What I didn’t tell everybody was how much I got into making those dresses for the dogs. I spent approximately 8-10 hours on each of them. I drafted the patterns by hand and finished all the seams. There was beading and lace and grommets to put in for the ribbon. I love those dogs so much I almost felt like I was making Easter frocks for my kids. It was a little embarrassing.

But no more.

So I shout it to the world. I love crafting! It is my intention one day to have a Craft Headquarters where I will set up my sewing machine permanently. I will make outfits for your dogs, reconfigure your grandma's muumuu into fabulous car seat covers and design a special teapot cozy that exactly matches your kitchen colour scheme. I will make my own gifts and I will give them away without guilt even though I know you would rather an iPod or a sweater. It is in my blood and I cannot deny the throbbing call to the remnant bin at the fabric store. You may call me The Craft Mistress! And yes, I am cross-stitching that right now.

The Craft Mistress With Her Little Princesses

Friday, August 03, 2007

Crush Your Cat's Head Friday-For HAR and Her Girls

I am busy this week making my doggy friends fancy new outfits for the Gay Pride weekend. In the spirit of keeping the insanity alive I've decided to post new photos of old costumes from Yoshi's past. You can see the original shots here.

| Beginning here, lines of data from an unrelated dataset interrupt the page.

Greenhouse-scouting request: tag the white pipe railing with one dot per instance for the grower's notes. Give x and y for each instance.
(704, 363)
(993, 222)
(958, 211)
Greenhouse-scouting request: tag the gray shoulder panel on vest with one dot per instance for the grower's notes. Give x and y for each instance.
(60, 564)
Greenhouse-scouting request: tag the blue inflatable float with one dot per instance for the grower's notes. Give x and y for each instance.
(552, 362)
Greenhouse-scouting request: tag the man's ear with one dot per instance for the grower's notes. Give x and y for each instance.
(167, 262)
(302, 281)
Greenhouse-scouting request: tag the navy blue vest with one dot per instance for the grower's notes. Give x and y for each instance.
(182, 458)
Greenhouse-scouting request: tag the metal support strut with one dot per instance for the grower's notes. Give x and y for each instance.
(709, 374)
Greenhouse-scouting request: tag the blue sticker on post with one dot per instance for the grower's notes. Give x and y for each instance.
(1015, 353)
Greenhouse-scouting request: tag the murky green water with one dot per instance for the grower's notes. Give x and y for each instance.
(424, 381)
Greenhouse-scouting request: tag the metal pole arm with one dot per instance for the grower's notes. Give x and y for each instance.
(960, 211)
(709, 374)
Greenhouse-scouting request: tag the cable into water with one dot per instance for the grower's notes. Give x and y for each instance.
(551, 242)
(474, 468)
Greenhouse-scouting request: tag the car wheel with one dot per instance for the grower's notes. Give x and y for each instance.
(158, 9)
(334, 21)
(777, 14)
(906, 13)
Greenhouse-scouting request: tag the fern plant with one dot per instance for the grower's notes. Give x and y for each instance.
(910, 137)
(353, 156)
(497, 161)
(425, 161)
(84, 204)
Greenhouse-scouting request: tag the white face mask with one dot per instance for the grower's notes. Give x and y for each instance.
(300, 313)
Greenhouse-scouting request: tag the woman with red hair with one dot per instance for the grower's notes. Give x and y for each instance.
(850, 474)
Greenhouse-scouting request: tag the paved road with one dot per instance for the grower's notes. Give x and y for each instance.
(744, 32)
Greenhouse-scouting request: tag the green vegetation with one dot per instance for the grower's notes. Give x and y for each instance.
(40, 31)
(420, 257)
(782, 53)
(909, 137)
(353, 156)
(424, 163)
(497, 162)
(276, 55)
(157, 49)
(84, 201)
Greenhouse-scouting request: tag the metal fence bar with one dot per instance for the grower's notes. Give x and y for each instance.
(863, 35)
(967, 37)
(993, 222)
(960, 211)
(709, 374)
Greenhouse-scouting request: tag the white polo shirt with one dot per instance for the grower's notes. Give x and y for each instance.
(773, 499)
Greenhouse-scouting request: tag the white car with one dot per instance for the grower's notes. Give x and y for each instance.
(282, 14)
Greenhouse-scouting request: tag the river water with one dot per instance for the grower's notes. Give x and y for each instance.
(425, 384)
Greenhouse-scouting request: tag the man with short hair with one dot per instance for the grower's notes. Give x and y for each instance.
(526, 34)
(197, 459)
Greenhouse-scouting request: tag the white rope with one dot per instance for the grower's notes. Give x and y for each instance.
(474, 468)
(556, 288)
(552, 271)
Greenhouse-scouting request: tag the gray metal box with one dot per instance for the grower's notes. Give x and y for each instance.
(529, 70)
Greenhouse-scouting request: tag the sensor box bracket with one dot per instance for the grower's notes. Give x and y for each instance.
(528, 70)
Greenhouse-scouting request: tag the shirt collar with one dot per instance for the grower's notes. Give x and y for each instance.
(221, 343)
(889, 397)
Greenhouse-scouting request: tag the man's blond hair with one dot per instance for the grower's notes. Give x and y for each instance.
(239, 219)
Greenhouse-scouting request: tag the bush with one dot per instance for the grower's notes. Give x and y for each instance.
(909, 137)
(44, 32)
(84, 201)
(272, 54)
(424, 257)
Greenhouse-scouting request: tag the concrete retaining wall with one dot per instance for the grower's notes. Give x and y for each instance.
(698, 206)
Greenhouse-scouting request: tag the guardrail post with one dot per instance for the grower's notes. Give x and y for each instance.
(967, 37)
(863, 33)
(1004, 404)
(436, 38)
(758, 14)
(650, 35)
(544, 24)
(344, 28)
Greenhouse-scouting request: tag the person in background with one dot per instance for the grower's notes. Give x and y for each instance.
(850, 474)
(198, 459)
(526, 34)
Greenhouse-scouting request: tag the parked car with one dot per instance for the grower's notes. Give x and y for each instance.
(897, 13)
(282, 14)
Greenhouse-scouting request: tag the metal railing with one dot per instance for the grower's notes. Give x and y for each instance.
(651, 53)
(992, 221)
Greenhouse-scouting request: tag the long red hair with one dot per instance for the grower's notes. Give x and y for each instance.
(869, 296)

Many of you have seen this one before but some of you might not have and the new photos are better.

On that note everybody VOGUE! VOGUE!

I only eat Kabbala Brand Kitty Chow

*sniff sniff* Is that adoration I can smell?

Wednesday, August 01, 2007

Memories of Summers Past-Well, Last Monday Anyway.

Friend: I really love your purse.

Me: Thanks! I just got it. It is a vegan purse.

Friend's Boyfriend: What? It is made out of vegans?